TLDR
- AMD shares advanced 7.7% Wednesday after analysts issued bullish reports on chipmaker’s outlook
- Bernstein lifted price target from $200 to $225 based on AI progress and server strength
- KeyBanc anticipates Q4 earnings beat with Turin server CPUs potentially exhausted for 2026
- Epyc processor sales could jump 30% in 2026 according to analyst projections
- OpenAI partnership set to contribute AI revenue beginning in second half of year
AMD stock rose 7.7% Wednesday to close at $249.76 following positive analyst commentary.

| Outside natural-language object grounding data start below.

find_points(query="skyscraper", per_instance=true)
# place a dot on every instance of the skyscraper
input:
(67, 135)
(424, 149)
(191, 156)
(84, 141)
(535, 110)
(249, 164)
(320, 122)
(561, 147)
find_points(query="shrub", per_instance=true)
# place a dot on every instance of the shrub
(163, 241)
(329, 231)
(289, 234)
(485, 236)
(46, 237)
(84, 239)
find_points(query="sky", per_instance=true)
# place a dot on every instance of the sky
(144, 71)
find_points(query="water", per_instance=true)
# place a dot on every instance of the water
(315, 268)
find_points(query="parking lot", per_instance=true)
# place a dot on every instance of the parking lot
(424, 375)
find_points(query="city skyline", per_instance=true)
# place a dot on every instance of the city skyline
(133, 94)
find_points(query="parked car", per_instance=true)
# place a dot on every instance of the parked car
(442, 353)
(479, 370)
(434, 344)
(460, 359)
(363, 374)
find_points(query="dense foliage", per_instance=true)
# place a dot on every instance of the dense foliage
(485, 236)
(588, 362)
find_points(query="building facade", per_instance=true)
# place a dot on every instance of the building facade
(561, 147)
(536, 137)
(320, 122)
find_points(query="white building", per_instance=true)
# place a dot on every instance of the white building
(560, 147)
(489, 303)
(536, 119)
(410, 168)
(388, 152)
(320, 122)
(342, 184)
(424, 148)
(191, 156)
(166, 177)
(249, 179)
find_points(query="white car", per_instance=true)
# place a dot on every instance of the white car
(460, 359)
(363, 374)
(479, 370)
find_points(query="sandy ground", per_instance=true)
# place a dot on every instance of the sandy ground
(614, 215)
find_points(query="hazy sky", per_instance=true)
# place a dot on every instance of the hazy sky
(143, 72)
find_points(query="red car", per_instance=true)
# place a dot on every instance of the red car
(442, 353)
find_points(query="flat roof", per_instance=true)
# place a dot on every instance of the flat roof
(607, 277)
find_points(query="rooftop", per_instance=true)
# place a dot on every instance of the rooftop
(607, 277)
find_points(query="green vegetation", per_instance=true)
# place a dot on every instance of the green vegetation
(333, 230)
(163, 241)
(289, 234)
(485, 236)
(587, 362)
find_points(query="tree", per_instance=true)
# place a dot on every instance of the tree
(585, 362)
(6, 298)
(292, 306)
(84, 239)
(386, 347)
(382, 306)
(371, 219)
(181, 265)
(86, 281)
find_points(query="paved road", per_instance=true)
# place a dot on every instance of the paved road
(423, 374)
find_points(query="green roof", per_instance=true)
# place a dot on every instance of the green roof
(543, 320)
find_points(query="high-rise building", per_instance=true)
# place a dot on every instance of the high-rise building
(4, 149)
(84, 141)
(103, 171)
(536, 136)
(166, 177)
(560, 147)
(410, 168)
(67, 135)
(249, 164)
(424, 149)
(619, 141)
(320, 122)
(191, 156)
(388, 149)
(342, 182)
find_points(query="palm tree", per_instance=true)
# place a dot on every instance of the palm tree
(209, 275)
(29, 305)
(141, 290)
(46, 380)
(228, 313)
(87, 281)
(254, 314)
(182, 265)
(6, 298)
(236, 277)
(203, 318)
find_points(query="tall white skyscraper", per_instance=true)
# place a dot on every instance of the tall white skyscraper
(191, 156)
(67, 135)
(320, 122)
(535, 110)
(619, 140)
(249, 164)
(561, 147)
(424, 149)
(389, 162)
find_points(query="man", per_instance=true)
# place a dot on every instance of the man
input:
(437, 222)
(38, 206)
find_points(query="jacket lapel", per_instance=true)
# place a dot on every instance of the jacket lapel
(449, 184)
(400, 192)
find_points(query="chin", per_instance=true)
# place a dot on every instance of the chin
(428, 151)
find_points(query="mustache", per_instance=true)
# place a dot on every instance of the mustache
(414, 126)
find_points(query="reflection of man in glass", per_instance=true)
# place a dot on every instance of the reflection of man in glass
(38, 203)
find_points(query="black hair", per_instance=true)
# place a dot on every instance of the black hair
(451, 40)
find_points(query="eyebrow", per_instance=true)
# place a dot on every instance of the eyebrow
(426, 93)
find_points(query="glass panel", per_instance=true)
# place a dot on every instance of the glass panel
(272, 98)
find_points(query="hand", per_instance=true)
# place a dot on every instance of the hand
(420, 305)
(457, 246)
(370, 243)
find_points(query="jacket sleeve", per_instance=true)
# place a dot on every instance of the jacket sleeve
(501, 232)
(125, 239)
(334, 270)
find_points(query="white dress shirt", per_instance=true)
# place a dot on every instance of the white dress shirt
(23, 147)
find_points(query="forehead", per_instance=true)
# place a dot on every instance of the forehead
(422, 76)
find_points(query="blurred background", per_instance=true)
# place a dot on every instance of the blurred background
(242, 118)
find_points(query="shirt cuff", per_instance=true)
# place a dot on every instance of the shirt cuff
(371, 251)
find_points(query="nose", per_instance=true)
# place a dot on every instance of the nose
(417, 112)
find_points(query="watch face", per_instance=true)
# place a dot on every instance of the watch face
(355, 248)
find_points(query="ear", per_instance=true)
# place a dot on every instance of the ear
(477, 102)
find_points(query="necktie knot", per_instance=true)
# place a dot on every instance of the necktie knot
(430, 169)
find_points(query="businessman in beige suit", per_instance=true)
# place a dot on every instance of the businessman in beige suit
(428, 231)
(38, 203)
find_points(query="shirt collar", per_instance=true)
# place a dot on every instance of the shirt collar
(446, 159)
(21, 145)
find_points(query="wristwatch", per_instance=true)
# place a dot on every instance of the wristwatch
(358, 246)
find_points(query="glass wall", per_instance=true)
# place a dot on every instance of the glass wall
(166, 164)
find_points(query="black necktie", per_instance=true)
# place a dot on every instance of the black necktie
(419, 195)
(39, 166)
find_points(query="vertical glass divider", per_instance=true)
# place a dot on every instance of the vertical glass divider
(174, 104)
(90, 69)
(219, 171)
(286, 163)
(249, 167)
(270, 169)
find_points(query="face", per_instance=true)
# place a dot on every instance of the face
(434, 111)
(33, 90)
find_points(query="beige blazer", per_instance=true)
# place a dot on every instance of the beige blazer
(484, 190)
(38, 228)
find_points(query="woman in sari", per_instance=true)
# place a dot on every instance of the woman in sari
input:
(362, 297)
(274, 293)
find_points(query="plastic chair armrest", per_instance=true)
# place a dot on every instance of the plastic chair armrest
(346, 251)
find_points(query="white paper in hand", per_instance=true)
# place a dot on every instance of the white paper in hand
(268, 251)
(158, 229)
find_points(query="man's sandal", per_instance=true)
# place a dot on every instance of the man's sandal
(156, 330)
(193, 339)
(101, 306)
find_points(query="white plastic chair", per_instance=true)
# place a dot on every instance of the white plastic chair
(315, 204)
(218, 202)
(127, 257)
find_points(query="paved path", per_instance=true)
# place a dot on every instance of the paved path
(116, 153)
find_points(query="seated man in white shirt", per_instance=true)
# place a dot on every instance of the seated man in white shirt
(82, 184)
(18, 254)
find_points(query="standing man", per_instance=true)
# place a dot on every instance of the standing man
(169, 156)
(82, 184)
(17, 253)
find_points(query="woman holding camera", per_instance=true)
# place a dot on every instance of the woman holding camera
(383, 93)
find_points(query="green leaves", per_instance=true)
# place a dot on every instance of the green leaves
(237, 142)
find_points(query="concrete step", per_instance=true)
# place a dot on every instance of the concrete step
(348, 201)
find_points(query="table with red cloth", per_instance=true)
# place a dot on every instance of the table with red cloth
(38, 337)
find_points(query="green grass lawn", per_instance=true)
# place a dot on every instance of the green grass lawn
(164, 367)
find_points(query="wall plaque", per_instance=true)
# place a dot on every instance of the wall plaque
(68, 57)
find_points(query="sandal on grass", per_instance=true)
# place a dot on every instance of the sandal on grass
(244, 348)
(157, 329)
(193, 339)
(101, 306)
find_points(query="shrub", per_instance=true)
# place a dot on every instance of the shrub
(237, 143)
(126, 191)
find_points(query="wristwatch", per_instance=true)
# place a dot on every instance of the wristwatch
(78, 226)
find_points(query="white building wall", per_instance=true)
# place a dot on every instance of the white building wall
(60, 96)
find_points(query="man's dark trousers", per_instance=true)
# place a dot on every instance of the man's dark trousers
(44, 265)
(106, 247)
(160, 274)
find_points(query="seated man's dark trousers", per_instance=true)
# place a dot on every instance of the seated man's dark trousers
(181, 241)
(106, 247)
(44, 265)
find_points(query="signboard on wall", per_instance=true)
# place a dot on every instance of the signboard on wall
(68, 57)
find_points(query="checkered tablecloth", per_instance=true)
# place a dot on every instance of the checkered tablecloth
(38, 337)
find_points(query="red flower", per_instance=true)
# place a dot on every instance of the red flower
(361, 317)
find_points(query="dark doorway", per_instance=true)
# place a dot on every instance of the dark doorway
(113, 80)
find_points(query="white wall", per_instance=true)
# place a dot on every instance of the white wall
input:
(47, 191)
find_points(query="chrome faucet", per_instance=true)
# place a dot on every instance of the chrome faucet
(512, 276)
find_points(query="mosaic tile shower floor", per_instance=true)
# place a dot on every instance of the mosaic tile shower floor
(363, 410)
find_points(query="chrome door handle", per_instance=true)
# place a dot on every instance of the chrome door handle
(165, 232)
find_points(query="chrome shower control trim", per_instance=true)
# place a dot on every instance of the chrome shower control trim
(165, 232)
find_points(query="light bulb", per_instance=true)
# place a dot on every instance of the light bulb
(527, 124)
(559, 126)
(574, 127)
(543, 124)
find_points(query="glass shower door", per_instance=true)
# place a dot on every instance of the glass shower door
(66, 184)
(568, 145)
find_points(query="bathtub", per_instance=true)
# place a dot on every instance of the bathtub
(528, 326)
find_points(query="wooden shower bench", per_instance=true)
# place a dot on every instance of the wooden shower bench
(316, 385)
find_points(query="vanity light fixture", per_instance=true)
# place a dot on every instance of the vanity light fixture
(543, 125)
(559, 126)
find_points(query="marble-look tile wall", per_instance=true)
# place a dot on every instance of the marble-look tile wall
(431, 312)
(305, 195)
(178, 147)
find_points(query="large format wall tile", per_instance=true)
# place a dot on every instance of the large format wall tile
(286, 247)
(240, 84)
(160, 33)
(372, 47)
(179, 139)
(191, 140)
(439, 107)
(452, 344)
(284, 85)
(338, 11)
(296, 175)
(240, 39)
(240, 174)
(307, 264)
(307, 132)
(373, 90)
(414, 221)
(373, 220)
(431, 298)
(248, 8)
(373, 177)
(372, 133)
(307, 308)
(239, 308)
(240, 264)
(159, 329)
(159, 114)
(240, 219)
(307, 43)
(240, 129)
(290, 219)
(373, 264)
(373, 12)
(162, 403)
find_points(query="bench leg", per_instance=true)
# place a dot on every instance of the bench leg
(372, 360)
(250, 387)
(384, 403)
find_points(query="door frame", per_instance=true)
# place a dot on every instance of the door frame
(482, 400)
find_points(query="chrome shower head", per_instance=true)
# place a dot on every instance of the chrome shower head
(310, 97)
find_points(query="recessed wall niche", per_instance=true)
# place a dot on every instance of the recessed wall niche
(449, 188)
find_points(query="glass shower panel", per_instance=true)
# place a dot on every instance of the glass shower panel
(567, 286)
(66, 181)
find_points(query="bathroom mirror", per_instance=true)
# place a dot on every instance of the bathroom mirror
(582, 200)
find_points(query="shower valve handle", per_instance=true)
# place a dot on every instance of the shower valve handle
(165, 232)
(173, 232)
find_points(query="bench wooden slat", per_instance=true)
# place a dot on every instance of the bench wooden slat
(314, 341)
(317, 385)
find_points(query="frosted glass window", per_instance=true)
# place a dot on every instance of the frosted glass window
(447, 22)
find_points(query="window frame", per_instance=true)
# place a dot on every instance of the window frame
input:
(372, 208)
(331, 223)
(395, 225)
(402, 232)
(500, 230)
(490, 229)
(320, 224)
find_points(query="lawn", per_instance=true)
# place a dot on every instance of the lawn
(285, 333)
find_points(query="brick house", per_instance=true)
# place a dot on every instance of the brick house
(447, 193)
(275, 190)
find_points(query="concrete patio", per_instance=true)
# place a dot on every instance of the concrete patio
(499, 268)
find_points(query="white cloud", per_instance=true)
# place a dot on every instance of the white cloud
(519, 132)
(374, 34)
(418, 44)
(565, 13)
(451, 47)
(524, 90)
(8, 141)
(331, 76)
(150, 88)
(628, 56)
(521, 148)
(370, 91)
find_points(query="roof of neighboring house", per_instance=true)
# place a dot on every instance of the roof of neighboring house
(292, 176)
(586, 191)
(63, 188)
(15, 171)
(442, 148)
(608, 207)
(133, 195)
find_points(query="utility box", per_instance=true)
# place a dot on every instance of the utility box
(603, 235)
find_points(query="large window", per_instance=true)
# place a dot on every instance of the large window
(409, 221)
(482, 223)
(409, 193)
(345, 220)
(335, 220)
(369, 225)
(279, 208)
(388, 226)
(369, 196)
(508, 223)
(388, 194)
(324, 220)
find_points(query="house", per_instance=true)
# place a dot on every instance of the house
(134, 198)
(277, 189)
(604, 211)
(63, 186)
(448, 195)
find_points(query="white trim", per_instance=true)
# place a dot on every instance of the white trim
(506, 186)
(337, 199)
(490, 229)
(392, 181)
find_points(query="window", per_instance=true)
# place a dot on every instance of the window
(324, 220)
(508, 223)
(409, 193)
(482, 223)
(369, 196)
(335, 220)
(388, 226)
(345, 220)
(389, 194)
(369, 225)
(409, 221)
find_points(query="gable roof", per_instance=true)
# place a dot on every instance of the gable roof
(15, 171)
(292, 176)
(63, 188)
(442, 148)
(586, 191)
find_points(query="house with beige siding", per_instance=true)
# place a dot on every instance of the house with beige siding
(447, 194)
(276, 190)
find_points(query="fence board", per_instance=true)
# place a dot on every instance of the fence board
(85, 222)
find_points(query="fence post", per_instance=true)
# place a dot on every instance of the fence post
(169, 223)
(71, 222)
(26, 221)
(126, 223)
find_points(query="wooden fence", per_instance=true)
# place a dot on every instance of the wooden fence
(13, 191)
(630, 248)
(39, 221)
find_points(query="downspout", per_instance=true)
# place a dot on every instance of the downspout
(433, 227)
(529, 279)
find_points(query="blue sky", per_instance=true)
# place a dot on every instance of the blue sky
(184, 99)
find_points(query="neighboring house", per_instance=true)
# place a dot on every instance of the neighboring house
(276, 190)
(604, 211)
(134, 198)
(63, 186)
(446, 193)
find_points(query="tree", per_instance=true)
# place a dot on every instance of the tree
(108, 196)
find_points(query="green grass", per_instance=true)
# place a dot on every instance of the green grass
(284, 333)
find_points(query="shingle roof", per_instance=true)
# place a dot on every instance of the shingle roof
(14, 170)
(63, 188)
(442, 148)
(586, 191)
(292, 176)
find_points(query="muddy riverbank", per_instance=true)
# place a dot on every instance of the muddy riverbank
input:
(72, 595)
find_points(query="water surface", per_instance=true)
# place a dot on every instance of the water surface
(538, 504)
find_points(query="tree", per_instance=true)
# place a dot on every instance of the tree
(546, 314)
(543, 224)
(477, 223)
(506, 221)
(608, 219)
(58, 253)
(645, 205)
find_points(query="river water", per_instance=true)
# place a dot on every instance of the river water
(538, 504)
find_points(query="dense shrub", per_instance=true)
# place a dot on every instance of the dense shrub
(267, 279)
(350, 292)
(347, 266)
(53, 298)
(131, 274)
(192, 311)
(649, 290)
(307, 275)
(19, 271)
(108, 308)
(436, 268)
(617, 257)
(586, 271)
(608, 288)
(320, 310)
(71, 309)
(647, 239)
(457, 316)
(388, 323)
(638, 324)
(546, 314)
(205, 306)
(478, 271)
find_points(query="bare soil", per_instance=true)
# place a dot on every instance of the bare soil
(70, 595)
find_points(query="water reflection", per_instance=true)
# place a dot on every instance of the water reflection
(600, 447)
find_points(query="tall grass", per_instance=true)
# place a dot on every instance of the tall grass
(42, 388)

Two Wall Street firms highlighted the chipmaker’s server business strength ahead of its Feb. 3 earnings announcement.
Advanced Micro Devices, Inc., AMD
Stacy Rasgon at Bernstein increased his price target to $225 from $200. His Market Perform rating remained unchanged.
Rasgon noted progress in AMD’s artificial intelligence business. OpenAI stands as the only major customer publicly confirmed for AMD’s Helios chip line.
The analyst sees the OpenAI ramp starting later in 2026. This timing reduces short-term pressure on AMD’s AI performance.
Core server operations should benefit from data center strength and market share growth. These tailwinds could support the stock while AI business develops.
AMD’s valuation sits at 35 times forward earnings. The multiple exceeds Nvidia by 10 turns, reflecting investor optimism about AI prospects.
Data Center Supply Running Tight
John Vinh at KeyBanc expects AMD to top Wall Street estimates for the fourth quarter. His confidence stems from robust Turin CPU demand in data centers.
Vinh believes AMD may have already sold its complete 2026 server processor inventory. Limited supply could allow the company to raise prices by 15%.
Cloud computing providers are competing for chip allocations. The competitive environment gives AMD pricing leverage it hasn’t enjoyed recently.
Investor skepticism remains about AMD’s GPU competitiveness versus Nvidia. Vinh anticipates management will address these doubts during the earnings call.
Customer win announcements and production schedules could reduce concerns. The market seeks evidence of AMD gaining traction in AI GPU deployments.
Growth Projections Climb
Rasgon forecasts 30% sales growth for AMD’s Epyc processor family in 2026. The server chips represent AMD’s flagship data center product.
The OpenAI partnership should start generating AI chip revenue this year. Rasgon expects these sales to materialize in the second half.
AMD delivered 32% revenue growth in the trailing twelve months. Analysts model similar expansion rates for the current year.
Earnings Catalyst Approaching
Fourth-quarter results arrive on Feb. 3. Investors will parse management comments on server demand trends and AI customer pipeline.
AMD appointed KC McClure to its board recently. McClure served as CFO and senior advisor at Accenture before joining.
Riot Platforms finalized a ten-year data center services deal with AMD. The Texas facility agreement starts with 25 MW of infrastructure with room to scale to 200 MW from January 2026.
Wells Fargo maintains its Overweight stance with a $345 target price. The firm emphasizes AI opportunity as a primary investment thesis.
Goldman Sachs favors Broadcom and Nvidia in the compute space. The bank pointed to their AI capital expenditure positioning and networking advances.
AMD’s price target range from Wall Street analysts spans from $210 to $380. The stock trades near the midpoint of that range.
Bernstein’s updated target of $225 sits below the current trading price. The firm acknowledges AI potential while maintaining a cautious stance on valuation.